Дмитрий в эти дни работал в вечернюю смену. Возвращаясь в поселок, он ночью заходил в больницу, потом шел спать и утром опять появлялся. В эту ночь он сидел с Надей. Валю отвезли в операционную. Операция продолжалась тридцать пять минут, во втором часу Валю в полном сознании — она слабо улыбалась Дмитрию — пронесли в палату. Надя поспешила за ней, Дмитрий прошел с Гречкиным в его кабинет.
— Как вы думаете?.. — начал Дмитрий, но врач не дал ему закончить. Ничего он не думает, он идет спать. Утро вечера мудренее. Утро покажет, что к чему.
Дмитрий возвратился домой и лег. Сосед-геолог сделал вид, что спит. Последние дни он старался не разговаривать с Дмитрием, не подавал ему руки, отворачивался, чтоб не встречаться взглядами. Дмитрию передавали, что геолог хлопотал о переселении в другую комнату и кричал в конторе: «Не хочу жить с этим скотом!» Дмитрий потушил свет, размышлял об операции. Сосед вдруг вскочил, подошел к койке Дмитрия, минуту всматривался в него в темноте, слабо озаренной унылым светом с улицы.

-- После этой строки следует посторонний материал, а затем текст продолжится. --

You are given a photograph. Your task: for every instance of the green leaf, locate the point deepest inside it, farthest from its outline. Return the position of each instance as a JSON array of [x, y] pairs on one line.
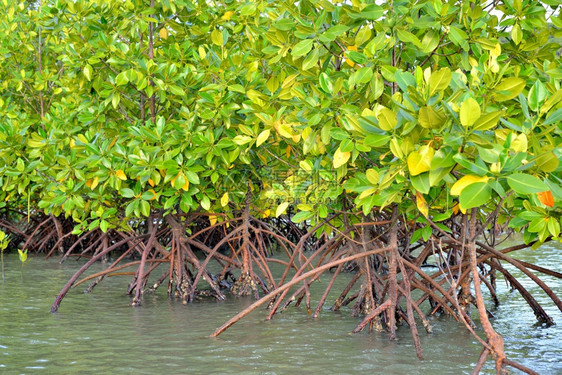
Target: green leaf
[[420, 161], [311, 60], [216, 37], [439, 80], [516, 34], [429, 118], [387, 119], [333, 32], [88, 72], [508, 89], [459, 37], [363, 75], [302, 216], [554, 117], [121, 79], [525, 183], [302, 48], [537, 95], [475, 195], [325, 83], [470, 112], [372, 12], [127, 193], [488, 121], [421, 182], [376, 140], [104, 225], [192, 177]]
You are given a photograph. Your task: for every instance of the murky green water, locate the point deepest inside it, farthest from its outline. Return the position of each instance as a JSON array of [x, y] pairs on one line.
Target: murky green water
[[99, 333]]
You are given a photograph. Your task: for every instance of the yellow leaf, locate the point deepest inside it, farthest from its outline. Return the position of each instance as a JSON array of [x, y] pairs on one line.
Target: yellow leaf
[[509, 88], [262, 137], [213, 219], [185, 186], [94, 183], [368, 192], [306, 165], [387, 119], [281, 209], [496, 51], [469, 179], [285, 130], [422, 204], [420, 161], [457, 207], [470, 112], [429, 118], [340, 158], [372, 175], [216, 37], [519, 143], [546, 198], [227, 15], [121, 175], [224, 199]]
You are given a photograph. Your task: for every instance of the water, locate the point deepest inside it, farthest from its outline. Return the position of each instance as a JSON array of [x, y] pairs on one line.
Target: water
[[100, 333]]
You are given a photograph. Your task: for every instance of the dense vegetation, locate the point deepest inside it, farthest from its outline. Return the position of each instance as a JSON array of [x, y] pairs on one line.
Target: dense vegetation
[[351, 136]]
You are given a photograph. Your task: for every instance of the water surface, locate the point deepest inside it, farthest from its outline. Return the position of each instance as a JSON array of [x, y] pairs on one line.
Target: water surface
[[100, 333]]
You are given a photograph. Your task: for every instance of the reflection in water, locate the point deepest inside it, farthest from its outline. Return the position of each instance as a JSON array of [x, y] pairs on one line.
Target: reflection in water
[[100, 333]]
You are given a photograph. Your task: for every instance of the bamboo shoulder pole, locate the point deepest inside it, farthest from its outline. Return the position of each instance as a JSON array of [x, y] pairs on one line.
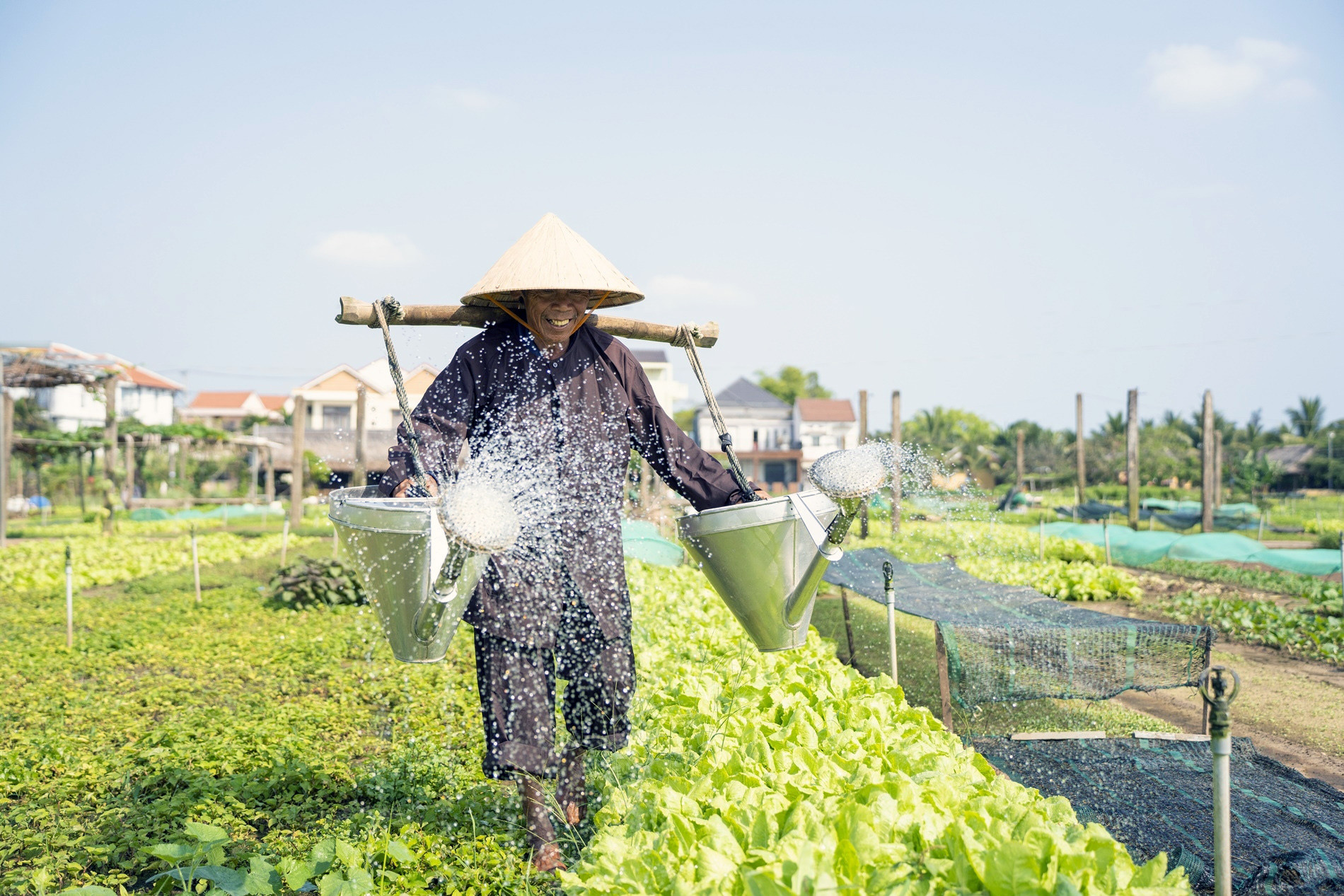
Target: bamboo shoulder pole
[[362, 315]]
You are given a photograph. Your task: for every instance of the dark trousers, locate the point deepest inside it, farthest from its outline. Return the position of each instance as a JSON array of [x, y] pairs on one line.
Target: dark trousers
[[518, 694]]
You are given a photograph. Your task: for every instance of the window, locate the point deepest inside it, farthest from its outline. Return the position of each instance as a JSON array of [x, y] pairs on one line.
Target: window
[[335, 418]]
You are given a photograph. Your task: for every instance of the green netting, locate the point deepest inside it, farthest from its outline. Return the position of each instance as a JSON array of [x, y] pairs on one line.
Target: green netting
[[1305, 561], [644, 542], [1144, 547], [1215, 546], [1127, 546]]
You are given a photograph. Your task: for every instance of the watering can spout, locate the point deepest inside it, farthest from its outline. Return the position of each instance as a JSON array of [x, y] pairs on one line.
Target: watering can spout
[[800, 600], [766, 558]]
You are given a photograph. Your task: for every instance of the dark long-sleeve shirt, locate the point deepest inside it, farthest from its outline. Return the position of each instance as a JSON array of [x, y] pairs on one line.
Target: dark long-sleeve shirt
[[558, 434]]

— Послушайте, что с вами? — спросил он.
— Со мной ничего, — ответил Дмитрий. — Вале сделали операцию.
— Операцию? Сегодня ночью?
— Только что. Теперь нужно ждать утра.
— Что будет утром?
— Утром станет ясно, останется ли она жива.
Сосед заговорил с большой осторожностью: — Не теряйте надежды, Дмитрий.
— Я не теряю надежды.
Геолог возвратился на свою койку. Дмитрий слышал, как он ворочался. Под утро Дмитрий забылся в коротком сне. Проснувшись до рассвета, Дмитрий поспешил в больницу и столкнулся с выходившей после дежурства Надей.